The reason for this is when you till soil, you oxygenate it and you jazz up the microorganisms that decompose organic matter. Regular tillage tends to enhance the rate of oxygenation in surface soils and get that carbon that’s stored there back into the atmosphere.

What else attracted you to tall grasses?

Grasses have a third advantage that I’m enamored with: At the end of the season many grasses – as a matter of fact, most perennial grasses – will move most of the nitrogen and critical nutrients that are in the above-ground tissues to the rhizome, a big root structure below ground. They’ll store it there for use in the next year. That means that many of these perennial grasses require very little, if any, further fertilization to keep them going. So most of the nutrients that they used to do the leaf business of photosynthesis can be recycled year after year.

Overall, 1) the productivity is very high, 2) grasses can be harvested without disturbing the soil, they tend to store a lot of organic carbon below ground, and 3) they retranslate those nutrients very efficiently. Those are the big three that got me going.

Are there potential problems with using trees for bioenergy?
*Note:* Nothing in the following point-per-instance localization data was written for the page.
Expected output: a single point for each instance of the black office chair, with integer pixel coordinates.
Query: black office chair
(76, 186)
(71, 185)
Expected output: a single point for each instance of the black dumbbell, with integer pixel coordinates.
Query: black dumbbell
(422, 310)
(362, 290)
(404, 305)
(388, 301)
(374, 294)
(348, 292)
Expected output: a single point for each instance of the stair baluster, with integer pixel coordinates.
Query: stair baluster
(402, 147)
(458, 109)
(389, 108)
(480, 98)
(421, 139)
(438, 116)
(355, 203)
One thing that would be quite a risk would be converting mature forests – particularly the few uncut forests we have here or in tropical parts of the world. It would be quite problematic to harvest those and grow other (energy) crops there. The reason primarily is that a tree takes many, many years to store carbon, and you’re releasing all that carbon into the atmosphere. Now having said that, that carbon was fixed by photosynthesis, so you’re just putting into the atmosphere what was once in the atmosphere, completing the cycle. But you’re just taking what was fixed 50 years ago and releasing it into the atmosphere now. And so that’s boosting atmospheric CO2 today with what was pulled out of the atmosphere yesterday.
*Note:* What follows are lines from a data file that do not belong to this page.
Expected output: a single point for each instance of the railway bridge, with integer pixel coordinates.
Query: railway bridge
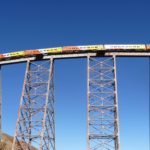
(35, 126)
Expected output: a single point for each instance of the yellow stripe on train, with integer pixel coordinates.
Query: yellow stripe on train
(91, 47)
(124, 47)
(54, 50)
(19, 53)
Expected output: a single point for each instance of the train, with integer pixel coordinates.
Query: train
(75, 49)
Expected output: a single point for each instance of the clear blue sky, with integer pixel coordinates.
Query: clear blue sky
(39, 24)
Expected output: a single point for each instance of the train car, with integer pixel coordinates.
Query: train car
(82, 48)
(68, 49)
(28, 53)
(91, 47)
(147, 47)
(51, 50)
(16, 54)
(125, 47)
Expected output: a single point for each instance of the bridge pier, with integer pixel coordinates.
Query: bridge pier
(35, 125)
(102, 104)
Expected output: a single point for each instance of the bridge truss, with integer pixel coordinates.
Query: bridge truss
(35, 127)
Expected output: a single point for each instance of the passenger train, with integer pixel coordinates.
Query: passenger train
(75, 49)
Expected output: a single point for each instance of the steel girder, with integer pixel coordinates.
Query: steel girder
(102, 105)
(35, 127)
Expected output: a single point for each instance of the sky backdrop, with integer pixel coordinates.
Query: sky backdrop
(46, 23)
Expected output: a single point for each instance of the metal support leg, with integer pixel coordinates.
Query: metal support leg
(35, 126)
(0, 104)
(102, 105)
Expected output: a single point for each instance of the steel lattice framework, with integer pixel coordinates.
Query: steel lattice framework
(35, 128)
(102, 115)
The other thing about trees – and this is a challenge for grasses, too – is biodiversity.

Monocultures are not very desirable from an ecological perspective. By definition, they have very low biodiversity.
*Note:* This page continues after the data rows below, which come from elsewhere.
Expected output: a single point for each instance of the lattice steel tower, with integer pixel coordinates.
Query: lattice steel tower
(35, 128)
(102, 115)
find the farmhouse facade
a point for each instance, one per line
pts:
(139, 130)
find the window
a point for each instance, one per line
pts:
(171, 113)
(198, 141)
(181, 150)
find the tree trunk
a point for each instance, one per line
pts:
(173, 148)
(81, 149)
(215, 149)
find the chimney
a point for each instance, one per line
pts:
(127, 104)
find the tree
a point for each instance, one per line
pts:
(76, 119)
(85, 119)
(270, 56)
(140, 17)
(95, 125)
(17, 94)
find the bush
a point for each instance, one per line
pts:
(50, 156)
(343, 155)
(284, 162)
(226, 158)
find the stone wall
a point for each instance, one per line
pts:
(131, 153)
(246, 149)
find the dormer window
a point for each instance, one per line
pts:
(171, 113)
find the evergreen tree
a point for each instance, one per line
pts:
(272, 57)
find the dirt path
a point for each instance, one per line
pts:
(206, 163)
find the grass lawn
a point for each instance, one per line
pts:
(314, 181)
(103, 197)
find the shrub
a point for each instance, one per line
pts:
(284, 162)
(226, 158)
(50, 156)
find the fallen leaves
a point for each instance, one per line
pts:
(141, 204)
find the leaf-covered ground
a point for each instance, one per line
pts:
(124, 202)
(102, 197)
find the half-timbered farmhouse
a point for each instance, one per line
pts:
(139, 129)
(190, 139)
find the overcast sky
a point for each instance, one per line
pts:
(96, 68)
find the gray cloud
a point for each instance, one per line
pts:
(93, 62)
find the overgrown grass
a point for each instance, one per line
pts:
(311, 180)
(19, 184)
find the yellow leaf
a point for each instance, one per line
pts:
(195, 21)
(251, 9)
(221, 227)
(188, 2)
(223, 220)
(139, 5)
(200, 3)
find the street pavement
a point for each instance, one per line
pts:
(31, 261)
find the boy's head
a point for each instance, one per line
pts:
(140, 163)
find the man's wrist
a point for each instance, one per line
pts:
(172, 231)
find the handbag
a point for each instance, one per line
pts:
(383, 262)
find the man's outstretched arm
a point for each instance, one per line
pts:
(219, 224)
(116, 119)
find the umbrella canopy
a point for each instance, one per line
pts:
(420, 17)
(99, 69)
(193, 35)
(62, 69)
They do not host the gorgeous array of insects and mammals and birds that you would see in a diverse ecosystem. So one thing we want to be very careful about is converting native forests to a monoculture. Not only do we reduce or eliminate the kind of diverse ecosystem services that that unit of land can provide, but we’re also greatly diminishing the biodiversity on that landscape.

What does “carbon sequestration” mean to you?

Here’s the problem I have with the term “carbon sequestration,” which people generally use to mean carbon storage. Unlike fossil fuels, contemporary plant material, regardless of where it is – whether it’s the stem of a tree or carbon deep in the soil – it’s not stored there. It’s residing there for some period of time, and that period of time could be short or long. And that period of time could be changed by management practices.

There’s this wonderful petty debate that you’ll hear: tree people vs. grass people. I don’t know why we have this distinction (since both feedstocks are useful in different locations). But tree people will say to grass people: “Well, you’re growing these grasses, and the grasses are building huge reserves of carbon in the soil, which is all great, until you till that soil and put it back into beans and corn or whatever you put it into. And then inexorably that carbon will be released back into the atmosphere, so you haven’t stored it!”

Fine, guilty as charged. But then I like to look at the forestry guys and say: "Ok, you have these big, gorgeous trees, and they are essentially one lightning strike away from releasing all of their carbon back into the atmosphere. So just because it’s in wood, it doesn’t mean that it’s stored, either.”